Что было слишком поздно? Она не знала. Знала только, что в этот день что-то началось.
Что-то, чем она не могла управлять…
ГЛАВА IV
Он поклонился ей по всем правилам, она присела в неглубоком реверансе. Менестрели на галерее над залом продолжали играть.
Пальцы их соприкоснулись, и она двинулась вокруг Пирса Дефорта. До сих пор они не были слишком сдержанны друг с другом. Роза не видела необходимости сдерживаться теперь.
— Вы могли отказаться, — сердито сказала она.
Темные брови изогнулись.
— Какая разница?
— Это избавило бы нас от общества друг друга.
Он пожал плечами, серебристые глаза внезапно заискрились.
— Это танец, мисс Вудбайн. Ничего больше.
Она улыбнулась очень любезно.
— Пожалуйста, мой милый ох-какой-самонадеянный лорд Дефорт!
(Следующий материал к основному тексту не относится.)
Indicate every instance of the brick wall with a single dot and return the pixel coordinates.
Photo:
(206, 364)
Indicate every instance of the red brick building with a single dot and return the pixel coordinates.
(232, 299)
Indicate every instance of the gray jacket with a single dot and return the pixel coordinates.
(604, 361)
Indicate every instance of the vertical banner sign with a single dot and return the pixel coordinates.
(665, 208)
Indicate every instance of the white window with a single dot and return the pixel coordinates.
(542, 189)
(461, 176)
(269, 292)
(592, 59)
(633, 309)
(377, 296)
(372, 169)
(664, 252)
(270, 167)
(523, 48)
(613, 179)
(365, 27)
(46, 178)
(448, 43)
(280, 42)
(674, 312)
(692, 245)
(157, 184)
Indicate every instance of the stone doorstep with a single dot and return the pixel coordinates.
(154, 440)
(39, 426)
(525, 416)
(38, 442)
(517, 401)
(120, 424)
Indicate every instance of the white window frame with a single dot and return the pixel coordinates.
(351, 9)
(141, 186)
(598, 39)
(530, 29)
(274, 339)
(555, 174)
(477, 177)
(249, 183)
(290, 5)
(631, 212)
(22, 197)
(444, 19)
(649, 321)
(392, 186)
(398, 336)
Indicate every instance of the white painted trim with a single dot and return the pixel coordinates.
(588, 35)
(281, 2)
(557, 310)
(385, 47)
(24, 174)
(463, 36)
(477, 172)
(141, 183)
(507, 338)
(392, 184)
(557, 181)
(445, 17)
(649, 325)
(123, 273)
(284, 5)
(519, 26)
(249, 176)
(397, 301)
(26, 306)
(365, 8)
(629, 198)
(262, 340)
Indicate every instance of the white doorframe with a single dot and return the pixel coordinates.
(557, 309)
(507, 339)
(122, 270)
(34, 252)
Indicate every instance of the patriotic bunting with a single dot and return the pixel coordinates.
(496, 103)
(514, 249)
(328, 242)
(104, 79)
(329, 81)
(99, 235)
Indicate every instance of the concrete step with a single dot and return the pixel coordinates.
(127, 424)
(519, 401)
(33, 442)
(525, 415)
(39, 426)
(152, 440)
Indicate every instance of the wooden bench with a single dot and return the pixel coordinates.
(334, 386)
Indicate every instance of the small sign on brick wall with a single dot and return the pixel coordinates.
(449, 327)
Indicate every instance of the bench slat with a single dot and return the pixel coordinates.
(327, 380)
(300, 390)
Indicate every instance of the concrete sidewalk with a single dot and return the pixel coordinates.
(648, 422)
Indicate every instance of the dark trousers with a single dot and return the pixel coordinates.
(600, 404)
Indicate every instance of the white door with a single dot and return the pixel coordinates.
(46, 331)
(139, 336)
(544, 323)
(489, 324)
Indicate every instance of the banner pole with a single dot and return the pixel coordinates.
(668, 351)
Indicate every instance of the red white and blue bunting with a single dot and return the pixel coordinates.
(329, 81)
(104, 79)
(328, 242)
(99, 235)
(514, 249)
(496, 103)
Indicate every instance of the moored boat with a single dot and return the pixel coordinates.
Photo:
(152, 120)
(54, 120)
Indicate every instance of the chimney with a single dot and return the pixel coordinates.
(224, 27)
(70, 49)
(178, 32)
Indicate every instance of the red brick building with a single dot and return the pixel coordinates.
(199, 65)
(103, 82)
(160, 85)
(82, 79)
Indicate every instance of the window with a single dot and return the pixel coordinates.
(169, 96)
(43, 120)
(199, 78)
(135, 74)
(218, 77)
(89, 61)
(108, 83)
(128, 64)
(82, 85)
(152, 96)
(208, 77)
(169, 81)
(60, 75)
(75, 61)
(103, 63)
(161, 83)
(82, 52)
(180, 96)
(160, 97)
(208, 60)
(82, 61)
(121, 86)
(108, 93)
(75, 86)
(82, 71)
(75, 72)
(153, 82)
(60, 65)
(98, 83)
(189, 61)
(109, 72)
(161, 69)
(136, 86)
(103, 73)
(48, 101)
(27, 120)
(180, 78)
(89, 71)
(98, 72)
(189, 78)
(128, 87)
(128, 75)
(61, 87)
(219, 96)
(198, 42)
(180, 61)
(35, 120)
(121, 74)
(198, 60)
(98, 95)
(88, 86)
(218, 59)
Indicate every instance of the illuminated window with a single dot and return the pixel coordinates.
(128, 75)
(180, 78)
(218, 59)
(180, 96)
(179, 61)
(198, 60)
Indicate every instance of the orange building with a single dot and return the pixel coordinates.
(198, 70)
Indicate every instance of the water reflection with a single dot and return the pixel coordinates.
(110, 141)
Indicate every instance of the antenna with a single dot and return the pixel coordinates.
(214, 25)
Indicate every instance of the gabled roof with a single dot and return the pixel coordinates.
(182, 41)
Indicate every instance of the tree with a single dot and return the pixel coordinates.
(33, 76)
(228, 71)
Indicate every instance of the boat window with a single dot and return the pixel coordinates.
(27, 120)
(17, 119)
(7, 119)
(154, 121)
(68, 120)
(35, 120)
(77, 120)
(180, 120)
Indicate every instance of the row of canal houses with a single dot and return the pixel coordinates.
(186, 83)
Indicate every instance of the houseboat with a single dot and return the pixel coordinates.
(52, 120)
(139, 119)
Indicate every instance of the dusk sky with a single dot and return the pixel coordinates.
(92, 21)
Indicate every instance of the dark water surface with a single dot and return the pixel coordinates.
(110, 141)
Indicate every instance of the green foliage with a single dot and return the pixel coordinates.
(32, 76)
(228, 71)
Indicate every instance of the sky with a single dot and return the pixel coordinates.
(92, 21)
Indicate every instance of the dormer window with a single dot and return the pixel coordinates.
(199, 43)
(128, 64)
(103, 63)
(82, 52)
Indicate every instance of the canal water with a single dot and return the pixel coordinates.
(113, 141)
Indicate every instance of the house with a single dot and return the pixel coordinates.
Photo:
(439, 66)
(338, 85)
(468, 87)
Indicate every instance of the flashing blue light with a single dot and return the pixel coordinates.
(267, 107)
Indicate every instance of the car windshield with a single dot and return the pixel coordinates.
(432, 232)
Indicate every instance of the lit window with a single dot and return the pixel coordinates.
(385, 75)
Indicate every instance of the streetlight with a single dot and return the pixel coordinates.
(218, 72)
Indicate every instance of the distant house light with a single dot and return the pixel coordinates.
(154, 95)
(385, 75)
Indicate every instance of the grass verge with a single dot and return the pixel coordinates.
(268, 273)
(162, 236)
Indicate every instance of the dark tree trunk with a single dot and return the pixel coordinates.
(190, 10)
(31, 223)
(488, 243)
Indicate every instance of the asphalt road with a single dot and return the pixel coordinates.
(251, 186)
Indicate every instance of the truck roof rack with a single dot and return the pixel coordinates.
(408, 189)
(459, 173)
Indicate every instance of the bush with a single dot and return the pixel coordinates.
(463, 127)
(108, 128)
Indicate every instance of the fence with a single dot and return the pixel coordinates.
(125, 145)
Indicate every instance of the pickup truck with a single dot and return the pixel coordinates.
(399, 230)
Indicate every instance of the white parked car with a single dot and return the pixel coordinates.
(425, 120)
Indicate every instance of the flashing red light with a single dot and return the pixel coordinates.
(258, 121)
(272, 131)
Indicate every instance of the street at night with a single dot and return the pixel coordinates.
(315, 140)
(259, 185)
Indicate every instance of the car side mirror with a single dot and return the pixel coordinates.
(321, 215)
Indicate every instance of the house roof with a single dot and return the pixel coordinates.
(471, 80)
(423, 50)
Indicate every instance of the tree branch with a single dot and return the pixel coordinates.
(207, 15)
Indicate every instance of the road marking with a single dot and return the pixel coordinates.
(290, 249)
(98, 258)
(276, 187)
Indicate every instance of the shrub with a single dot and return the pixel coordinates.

Позвольте мне сообщить вам, что можете не сомневаться, я считаю вас самым раздражительным человеческим существом из всех, кого я когда-либо имела несчастье встретить, и, следовательно, танцевать с вами, какой бы это ни было мелочью, чрезвычайно неловко. Конечно, мое мнение о вас вряд ли может иметь значение, поскольку ваше собственное столь высоко. Но вы ни в коей мере не должны ощущать беспокойство по поводу чего-либо, слышанного вами о желаниях моего отца. Я бы не вышла за вас замуж, сэр, даже если бы кроме вас на доброй Господней земле никого больше не осталось — одиночество было бы гораздо предпочтительней. Вот так, милорд. Вы ощущаете себя в меньшей опасности?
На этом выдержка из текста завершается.